Versão Inglês

Ano:  1996  Vol. 62   Ed. 2  - Março - Abril - ()

Seção: Relato de Casos

Páginas: 168 a 173

 

Surdez Súbita em Policondrite Recidivante

Sudden Deafness in Relapsing Polychondritis

Autor(es): Josiane Faria de Aguiar*,
Adolfo Egídio Lovadino Crocomo*,
Paulo Takayama Jr.*,
Pedro Ricardo Dias**,
Luis Gabriel Covelli Marcondes***.

Palavras-chave: Surdez súbita, policondrite recidivante

Keywords: Sudden deafnness, relapsing polychondritis

Resumo:
Os autores descrevem um caso de surdez súbita bilateral não concomitante, em uma paciente com policondrite recidivante.
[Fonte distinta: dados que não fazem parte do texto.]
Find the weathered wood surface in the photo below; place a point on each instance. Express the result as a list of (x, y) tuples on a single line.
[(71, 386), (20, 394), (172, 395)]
Tendo sido submetida a tratamento clínico clássico para ambas, não apresentou melhora definitiva das manifestações codeo-vestibulares.

Abstract:
The authors describe a case of non-concomitant bilateral Sudden deafness in a bearing-relapsingpolychondritis patient. The patient had been submitted to a classic clinical treatment for both illness. However, she did not show definitive improvement of the cochleo-vestibular manifestations.

INTRODUÇÃO

A policondrite recidivante é doença sistêmica, descrita primeiramente por Jaksh-Wartenhorst em 1923 e citado por McADAM e cols. (1) com a denominação de policondropatia. Essa é doença que se caracteriza por inflamação episódica e recorrente de estruturas cartilaginosas, assim como de outros componentes do tecido conjuntivo, tendo como resultado degeneração e fibrose dessas estruturas.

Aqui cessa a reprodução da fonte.